In a contrasting application such as computer vision, the automated system is often compared to the performance of a human being. For the ImageNet9 database of images in 1000 classes, the best accuracy obtained by a human who is permitted five guesses for each image is over 99%, while a typical accuracy currently obtained by an artificial intelligence (AI) is about 97%10, and on those occasions when some AI outperforms some human, it is dubbed “superhuman”. In contrast, adequate human performance is not expected to be possible for classification of bispectra, which are entirely abstract from the perspective of human perception, as shown by the notional bispectrum magnitude plot shown below (Fig. 1). Therefore, AI classification of bispectra with any useful performance level will be “superhuman”.

Fig. 1
figure 1

Notional bispectrum.

Deep learning

One of the tools of machine learning (ML) within the broader field of AI is the artificial neural network, which is a collection of interconnected mathematical primitives called neurons, which work together to model complex transformations from system inputs to system outputs. One type of neural network is the convolutional neural network, which scans a viewing aperture, typically across an image, and draws conclusions from basic image structures (“image primitives”) which are detected. Subsequent convolutions scan the relative locations of these primitives, and then the relative locations of those aggregates, until an understanding of the entire image is attained. Neural networks are trained by adjusting the internal parameters of each neuron in response to whether the final conclusion of the overall network is correct or incorrect. We refer to a neural network as a “deep learning” network when there are many layers—typically more than five or six—which consecutively process the conclusions of prior layers. A modern deep learning network has hundreds of layers.
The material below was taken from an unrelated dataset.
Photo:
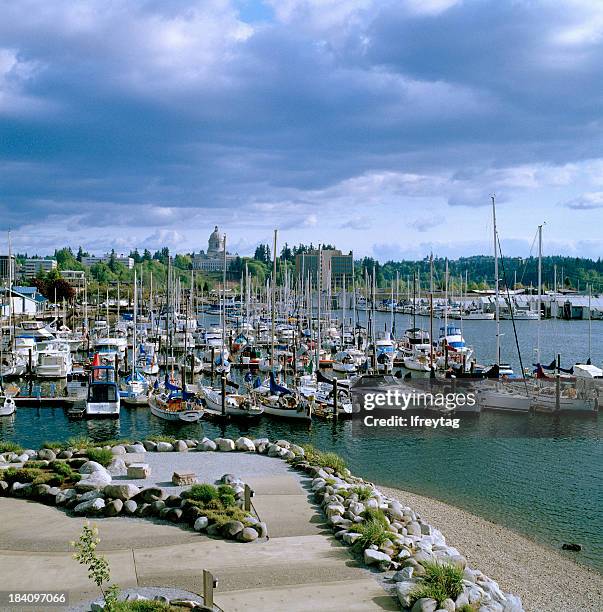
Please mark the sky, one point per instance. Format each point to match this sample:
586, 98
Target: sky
380, 126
Binary classification by voting

The “wisdom of crowds” can be simplistically interpreted as nomenclature for the fact that measurement error is typically Gaussian, and the mean of a large number of measurements is likely to be closer to the truth than any one particular measurement. If the measurement in question is a classification decision of one particular object into one of two categories, and if the classification decision is modeled as random, with the probability of classification of that one particular object into the first of the two categories provided by a corresponding fixed probability number p, then the distribution of n classification decisions, each made by one member of the crowd of n evaluators, follows a binomial distribution, where k is the number of votes for the first class whose probability was p.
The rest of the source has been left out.